Frontier declared a quarterly dividend of $0.60 per share that got paid to investors at the end of December. That works out to a mouth-watering 29% dividend yield based on the current share price. But that payout is actually a greater-than-60% reduction from what Frontier paid as recently as early 2017, masked in part by the fact that the company did a 1-for-15 reverse stock split. With ongoing subscriber losses and few signs of any imminent recovery, dividend investors can't afford to rely on Frontier's payouts continuing indefinitely into the future.
The danger of variable payouts
BP Prudhoe Bay's dividend yield looks almost as attractive as Frontier's, coming in at 23%. Yet here, too, there's a story to explain the size of the payout.
For one thing, BP Prudhoe Bay is a royalty trust that makes variable distributions over time. The fourth-quarter payment of $1.23 per unit did indeed work out to an annualized yield of 22% based on the current unit price. However, that payment is the largest that BP Prudhoe Bay has made in a year, with its two previous payouts weighing in at $0.67 and $0.83 per unit, respectively. That still works out to a sizable trailing dividend yield, but it pulls the figure below the 18% mark.

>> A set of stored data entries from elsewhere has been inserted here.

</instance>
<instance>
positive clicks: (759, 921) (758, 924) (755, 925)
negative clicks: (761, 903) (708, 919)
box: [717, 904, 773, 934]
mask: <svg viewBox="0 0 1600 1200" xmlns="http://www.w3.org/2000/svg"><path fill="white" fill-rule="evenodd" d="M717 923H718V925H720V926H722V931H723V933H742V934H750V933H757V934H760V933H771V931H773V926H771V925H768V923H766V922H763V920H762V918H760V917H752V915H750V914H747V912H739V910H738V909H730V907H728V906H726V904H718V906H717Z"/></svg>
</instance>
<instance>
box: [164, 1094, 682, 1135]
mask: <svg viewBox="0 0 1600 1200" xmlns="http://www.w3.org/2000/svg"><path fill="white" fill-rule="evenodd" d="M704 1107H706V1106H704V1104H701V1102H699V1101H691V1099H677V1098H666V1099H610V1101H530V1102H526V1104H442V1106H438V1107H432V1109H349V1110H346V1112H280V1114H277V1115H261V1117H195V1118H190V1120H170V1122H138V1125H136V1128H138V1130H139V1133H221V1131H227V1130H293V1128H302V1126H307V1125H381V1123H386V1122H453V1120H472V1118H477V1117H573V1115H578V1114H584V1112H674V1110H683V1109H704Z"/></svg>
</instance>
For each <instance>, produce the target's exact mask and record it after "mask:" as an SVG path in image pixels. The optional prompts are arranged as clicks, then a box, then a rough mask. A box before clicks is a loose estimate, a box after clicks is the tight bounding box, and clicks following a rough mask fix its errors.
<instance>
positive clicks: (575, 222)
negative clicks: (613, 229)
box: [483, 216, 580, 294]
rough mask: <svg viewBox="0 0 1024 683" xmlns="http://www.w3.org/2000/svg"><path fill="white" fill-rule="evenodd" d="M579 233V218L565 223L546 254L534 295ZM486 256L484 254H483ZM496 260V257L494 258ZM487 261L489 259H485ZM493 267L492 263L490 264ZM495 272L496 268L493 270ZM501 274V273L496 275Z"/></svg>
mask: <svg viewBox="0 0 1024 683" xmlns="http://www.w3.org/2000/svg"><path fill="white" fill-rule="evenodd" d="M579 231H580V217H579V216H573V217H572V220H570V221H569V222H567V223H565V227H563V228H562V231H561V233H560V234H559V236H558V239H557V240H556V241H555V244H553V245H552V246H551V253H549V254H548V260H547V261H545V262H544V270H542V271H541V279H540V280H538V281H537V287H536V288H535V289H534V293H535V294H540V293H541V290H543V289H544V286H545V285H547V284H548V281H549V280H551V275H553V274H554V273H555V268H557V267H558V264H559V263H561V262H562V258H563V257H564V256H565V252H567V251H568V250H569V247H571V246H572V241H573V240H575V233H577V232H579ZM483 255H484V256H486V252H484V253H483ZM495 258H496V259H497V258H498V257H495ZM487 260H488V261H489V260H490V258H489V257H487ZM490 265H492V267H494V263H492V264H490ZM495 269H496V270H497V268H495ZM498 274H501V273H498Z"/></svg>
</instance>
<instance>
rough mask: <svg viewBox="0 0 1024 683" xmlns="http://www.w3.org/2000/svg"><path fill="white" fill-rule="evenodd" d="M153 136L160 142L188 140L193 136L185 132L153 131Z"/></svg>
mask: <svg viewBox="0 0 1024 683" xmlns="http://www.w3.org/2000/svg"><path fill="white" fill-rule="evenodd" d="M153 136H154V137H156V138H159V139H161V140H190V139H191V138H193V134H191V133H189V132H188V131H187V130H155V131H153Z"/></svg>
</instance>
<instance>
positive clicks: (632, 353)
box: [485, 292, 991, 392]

The greater danger stems from the nature of the royalty trust. Despite rising oil prices, the acreage that BP Prudhoe Bay holds has seen declining production rates recently. When the trust dissolves, shareholders will no longer receive dividend payments, and the value of their shares will fall to zero. That in essence makes every dividend payment BP Prudhoe Bay pays a return of capital reflecting the depletion of the trust's future assets. That feature doesn't necessarily make BP Prudhoe Bay a bad investment if you think oil prices can stay high enough to keep the trust viable longer than investors currently fear, but you need to be aware of it before investing.
Ship this dividend out
Finally, DryShips makes the list not because of its particularly high dividend yield but because of the magnitude of its losses over the past year. The shipping company did not one but five reverse stock splits during the year, leaving shareholders with just a single share of stock for every 7,840 shares they started 2017 owning. That gave investors a loss of 99.9%.
In that context, paying any dividend seems ridiculous, yet that's what DryShips said it would do in early 2017. The company set aside a fixed dollar amount for dividends, with the number of shares determining what the actual per-share payout would end up being. With DryShips not having stated its dividend payout relating to the fourth quarter of 2017, investors shouldn't be surprised if even the 2.7% yield based on current prices falls.
Don't get trapped
Just because a stock has a high yield doesn't make it a good investment. By understanding what causes a stock to trade with a high dividend yield, you'll be able to make an informed decision about whether that stock deserves a place in your portfolio.